Saturday, September 20, 2008

The Darwinian Conservative Case Against Bailouts

The US Government's moves towards bailing out financial firms that have made bad economic decisions shows that the United States has adopted a market-socialist economy. Early in the 20th century, critics of socialism like Ludwig von Mises and Friedrich Hayek argued that pure socialism could not work because there would be no way to calculate value in a large, complex economy without market prices. Eventually, most socialist thinkers admitted the accuracy of this argument. But then many socialists responded by defending the possibility of market-socialism that would combine market pricing based on private property with central economic planning by government.

The creation in the United States of government-sponsored enterprises like Fannie Mae and Freddie Mac illustrates market-socialism in action. Backed by a government that wanted to provide affordable housing, Fannie and Freddie could act as private firms seeking profits in mortgages and mortgage-backed securities, but when the bad decisions of these corporations led to turmoil in financial markets, the government could step in with taxpayer money to cover the losses in the hope of stabilizing markets. Now, it seems an even bigger bailout will be designed to use taxpayer money to cover the bad mortgage debt in financial markets.

From the perspective of Darwinian conservatism, it is easy to see that such market-socialism must fail, because it ignores the human nature of private property, free markets, and political ambition. For conservatives, property is rooted in human nature and thus universal, although the specific forms of property reflect the customary traditions and formal laws of particular societies. For socialists and liberals, property is not natural but a purely social construction that can be deliberately changed, or even abolished, to secure social equality. A Darwinian view of human nature sustains the conservative commitment to property as a natural propensity that is diversely expressed in custom and law.

A system of private property and free markets under the rule of law channels the natural desire for wealth to allocate resources productively in a manner that recognizes the imperfectibility of human beings in their limited knowledge and limited virtue. In such a system, human beings gather economic information and make economic decisions based on their expectation that they will reap the rewards of their good decisions and bear the costs of their bad decisions.
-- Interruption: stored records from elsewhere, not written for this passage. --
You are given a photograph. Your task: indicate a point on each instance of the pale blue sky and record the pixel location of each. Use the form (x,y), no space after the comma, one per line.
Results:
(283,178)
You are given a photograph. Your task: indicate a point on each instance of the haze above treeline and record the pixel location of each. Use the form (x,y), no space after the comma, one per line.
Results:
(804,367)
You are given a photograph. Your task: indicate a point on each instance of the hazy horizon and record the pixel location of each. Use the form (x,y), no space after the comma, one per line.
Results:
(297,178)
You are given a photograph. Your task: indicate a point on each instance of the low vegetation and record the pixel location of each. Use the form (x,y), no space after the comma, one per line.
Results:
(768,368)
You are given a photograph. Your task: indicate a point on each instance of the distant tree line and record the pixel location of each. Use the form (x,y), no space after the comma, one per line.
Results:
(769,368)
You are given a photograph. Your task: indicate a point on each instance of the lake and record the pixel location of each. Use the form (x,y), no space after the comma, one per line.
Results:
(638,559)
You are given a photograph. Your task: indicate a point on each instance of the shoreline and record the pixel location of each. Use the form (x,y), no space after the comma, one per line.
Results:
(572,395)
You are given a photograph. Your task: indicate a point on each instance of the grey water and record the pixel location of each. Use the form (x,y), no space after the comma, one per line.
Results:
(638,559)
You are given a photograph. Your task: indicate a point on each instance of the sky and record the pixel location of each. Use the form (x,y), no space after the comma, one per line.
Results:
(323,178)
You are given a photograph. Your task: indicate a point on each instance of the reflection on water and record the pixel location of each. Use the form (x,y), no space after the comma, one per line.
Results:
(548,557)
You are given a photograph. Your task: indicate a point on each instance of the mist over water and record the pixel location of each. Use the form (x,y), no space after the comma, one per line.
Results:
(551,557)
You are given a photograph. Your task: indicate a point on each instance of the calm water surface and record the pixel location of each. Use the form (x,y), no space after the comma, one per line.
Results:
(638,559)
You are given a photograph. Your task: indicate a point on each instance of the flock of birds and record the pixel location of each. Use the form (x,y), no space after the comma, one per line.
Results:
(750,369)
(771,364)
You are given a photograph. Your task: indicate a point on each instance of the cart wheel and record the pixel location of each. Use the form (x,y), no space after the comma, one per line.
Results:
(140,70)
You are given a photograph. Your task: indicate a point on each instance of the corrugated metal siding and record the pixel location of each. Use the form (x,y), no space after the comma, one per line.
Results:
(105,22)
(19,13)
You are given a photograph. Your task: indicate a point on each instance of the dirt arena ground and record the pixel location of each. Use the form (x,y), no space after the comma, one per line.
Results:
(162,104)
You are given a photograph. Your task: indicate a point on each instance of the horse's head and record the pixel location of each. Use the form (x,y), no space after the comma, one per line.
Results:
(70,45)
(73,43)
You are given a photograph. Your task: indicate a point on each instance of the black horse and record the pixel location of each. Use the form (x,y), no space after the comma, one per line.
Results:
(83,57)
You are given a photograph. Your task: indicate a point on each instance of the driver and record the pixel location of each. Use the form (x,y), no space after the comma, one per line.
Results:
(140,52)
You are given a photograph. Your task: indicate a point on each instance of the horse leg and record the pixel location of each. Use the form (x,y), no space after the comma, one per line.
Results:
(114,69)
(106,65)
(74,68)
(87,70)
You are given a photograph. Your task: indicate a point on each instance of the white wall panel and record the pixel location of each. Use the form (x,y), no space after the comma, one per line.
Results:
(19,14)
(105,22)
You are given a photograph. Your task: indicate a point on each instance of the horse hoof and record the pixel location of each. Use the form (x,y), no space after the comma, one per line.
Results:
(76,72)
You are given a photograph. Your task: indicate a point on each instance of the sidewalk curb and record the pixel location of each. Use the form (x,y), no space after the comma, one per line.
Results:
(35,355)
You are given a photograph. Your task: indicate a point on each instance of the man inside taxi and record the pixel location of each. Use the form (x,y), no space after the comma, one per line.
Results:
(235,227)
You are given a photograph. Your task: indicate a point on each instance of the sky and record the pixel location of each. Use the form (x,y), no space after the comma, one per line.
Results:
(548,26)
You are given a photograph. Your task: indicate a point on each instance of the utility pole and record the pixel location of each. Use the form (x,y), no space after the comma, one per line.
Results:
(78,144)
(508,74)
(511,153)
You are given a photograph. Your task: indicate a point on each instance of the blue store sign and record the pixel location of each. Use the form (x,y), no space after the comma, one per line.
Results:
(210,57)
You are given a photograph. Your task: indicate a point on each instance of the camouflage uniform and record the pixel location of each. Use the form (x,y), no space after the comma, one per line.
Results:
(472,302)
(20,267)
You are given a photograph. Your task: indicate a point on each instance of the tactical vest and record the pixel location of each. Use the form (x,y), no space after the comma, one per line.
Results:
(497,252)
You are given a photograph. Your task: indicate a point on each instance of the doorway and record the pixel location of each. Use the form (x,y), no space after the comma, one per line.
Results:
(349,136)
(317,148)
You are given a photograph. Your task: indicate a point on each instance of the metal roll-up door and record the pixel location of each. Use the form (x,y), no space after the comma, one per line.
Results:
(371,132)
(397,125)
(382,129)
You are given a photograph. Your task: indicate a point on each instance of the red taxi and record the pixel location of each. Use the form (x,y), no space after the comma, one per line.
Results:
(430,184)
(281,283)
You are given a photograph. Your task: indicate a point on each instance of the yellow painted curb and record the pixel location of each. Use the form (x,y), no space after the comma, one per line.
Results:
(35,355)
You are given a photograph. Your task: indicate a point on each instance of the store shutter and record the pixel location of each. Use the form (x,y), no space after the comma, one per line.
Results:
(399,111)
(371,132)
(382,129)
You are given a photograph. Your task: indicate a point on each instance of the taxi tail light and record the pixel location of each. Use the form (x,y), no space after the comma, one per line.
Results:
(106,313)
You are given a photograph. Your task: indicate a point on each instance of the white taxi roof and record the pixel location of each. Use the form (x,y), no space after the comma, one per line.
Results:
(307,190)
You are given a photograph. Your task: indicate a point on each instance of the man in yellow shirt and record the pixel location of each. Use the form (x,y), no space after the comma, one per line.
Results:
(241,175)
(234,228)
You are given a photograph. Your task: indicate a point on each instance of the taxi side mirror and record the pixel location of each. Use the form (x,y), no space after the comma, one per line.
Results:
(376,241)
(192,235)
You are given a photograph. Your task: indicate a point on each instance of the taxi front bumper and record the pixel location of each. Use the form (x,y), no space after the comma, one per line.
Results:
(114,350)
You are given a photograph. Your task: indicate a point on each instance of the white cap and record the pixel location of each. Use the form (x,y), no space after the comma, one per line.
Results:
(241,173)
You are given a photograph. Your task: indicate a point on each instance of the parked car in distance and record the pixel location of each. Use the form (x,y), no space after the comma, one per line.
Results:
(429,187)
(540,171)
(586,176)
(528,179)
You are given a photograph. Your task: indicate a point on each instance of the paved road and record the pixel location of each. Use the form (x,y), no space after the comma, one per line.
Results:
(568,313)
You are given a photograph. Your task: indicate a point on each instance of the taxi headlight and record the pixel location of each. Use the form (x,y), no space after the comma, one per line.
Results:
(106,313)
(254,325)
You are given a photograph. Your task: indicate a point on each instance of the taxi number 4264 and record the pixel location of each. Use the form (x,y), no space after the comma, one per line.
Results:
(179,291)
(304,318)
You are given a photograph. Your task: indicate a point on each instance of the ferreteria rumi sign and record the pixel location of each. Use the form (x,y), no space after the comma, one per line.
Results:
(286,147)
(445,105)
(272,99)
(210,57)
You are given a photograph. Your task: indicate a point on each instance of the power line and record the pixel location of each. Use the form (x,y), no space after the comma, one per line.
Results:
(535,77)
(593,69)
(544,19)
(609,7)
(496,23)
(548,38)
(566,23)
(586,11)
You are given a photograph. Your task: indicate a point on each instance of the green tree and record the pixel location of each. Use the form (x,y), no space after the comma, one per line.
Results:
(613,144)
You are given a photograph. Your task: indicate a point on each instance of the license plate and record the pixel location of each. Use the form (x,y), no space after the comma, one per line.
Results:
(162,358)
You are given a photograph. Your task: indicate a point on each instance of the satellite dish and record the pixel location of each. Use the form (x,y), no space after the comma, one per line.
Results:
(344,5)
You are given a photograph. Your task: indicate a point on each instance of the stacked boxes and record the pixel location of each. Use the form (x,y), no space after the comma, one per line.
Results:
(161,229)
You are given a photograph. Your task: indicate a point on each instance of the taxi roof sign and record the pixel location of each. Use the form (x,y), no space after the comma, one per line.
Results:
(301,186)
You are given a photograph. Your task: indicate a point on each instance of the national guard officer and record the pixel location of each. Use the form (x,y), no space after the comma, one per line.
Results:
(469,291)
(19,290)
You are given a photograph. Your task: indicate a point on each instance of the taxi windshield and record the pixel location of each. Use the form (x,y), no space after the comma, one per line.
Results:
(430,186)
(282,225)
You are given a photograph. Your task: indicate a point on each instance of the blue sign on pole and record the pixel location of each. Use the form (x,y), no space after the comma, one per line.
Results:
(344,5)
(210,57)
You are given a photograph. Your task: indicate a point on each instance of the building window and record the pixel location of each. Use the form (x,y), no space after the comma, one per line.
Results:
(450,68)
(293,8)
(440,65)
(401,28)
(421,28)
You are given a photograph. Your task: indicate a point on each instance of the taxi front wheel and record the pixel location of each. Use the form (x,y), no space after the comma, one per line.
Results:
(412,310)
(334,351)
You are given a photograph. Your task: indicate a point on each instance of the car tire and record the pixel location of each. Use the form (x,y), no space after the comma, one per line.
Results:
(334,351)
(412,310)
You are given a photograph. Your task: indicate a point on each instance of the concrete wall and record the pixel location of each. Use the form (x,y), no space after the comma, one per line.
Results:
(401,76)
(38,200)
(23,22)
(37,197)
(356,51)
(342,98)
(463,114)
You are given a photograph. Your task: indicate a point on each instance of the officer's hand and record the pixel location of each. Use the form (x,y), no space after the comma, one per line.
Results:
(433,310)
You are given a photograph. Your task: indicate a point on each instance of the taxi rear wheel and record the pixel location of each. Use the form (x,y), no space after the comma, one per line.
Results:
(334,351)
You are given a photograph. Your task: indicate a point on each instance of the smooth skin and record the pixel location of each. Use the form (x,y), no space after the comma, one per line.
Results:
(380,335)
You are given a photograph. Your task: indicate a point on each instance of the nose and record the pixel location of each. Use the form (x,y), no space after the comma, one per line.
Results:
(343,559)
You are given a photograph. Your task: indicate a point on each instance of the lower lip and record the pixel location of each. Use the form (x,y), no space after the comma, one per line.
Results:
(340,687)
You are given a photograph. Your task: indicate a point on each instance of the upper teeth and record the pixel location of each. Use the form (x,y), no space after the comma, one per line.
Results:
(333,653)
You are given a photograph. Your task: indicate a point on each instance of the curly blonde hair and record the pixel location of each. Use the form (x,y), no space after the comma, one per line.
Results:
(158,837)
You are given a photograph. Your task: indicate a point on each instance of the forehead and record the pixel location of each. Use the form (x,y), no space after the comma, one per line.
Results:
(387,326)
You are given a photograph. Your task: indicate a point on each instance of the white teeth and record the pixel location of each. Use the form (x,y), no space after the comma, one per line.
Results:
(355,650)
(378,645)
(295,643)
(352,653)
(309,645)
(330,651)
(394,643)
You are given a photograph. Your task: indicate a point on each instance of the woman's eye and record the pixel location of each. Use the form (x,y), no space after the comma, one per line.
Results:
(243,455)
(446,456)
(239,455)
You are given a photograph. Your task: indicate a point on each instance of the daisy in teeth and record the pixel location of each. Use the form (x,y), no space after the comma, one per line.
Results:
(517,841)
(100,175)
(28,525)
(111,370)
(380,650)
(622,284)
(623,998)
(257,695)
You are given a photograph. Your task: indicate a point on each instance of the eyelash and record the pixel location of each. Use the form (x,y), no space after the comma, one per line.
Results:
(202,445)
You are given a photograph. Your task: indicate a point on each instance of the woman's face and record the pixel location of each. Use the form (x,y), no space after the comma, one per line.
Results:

This gives them the incentive to be prudent, because they know that their imprudence--such as being foolish in undertaking too much debt and risky investments--will be punished by financial failure.

By contrast, in a market-socialist system, losses are socialized. Business managers and shareholders can reap great profits through foolish risk-taking, while assuming that they will not be punished for their imprudence because any losses will be covered by governmental intervention. This creates distortions in the economy as resources are directed to bad investments, creating financial bubbles that inevitably must burst.

Like all other human beings, political leaders are imperfect in their knowledge and their virtue. Moreover, they are moved primarily by the ambition for power. In a system of free enterprise and limited government under the rule of law, political leaders are not given broad powers to manipulate the economy, because their economic ignorance and their political ambition will lead them to create harmful distortions in the economy. Because of their ignorance, they will not know what decisions would be best for the economy. Because of their ambition, they will respond to political pressures in advancing their political careers rather than working for sound economic outcomes. In a market-socialist economy, those with great political influence can benefit from their access to power, but the economy as a whole suffers from the misallocation of resources coming from the ignorance and ambition of central planners. To deny this conclusion, we would have to assume that government planners can have perfect knowledge and perfect virtue, but such an assumption is implausibly utopian.

Such reasoning from Darwinian conservatism does not allow us to predict specific events that are determined by the contingencies of history. But it does allow us to predict the broad tendencies of economic and political life as shaped by human nature. So we can predict that if the federal government of the U.S. continues its market-socialist strategy of bailing out financial businesses with taxpayer money, the financial crisis will be prolonged, which will create an even greater demand for more bailouts, and the vicious circle will eventually bring a massive economic collapse. If such market-socialism spreads around the world, as seems likely, then the collapse will become global.

Some of the logic of this economic analysis can be found in two recent articles found at the Cato Institute website--one by James Dorn and another by Jagadeesh Gokhale and Kent Smetters.

Today's New York Times (September 20) has an article by Joe Nocera with the title "A Hail Mary Pass, But No Receiver in the End Zone." His conclusion is that the people proposing the new bailout plan have no idea how it will work or whether it will work. But political pressures force them to "do something." His final sentence is that "as much as we might hope that the government finally has the answer, it probably doesn't." The fundamental problem is ignorance. "Nobody understands who owes what to whom--or whether they have the ability to pay. Counterparties have become afraid to trade with each other. Sovereign wealth funds are no longer willing to supply badly needed capital because they no longer know what they are investing in. The crisis continues because nobody knows what anything is worth. You simply cannot have a functioning market under such circumstances."

In a state of such ignorance, the only reasonable thing for the government to do is to do nothing and let the market go through a painful period of adjustment. But instead, government planners will offer rescue plans that only make matters worse, at a cost of over a trillion taxpayer dollars. That's market-socialism.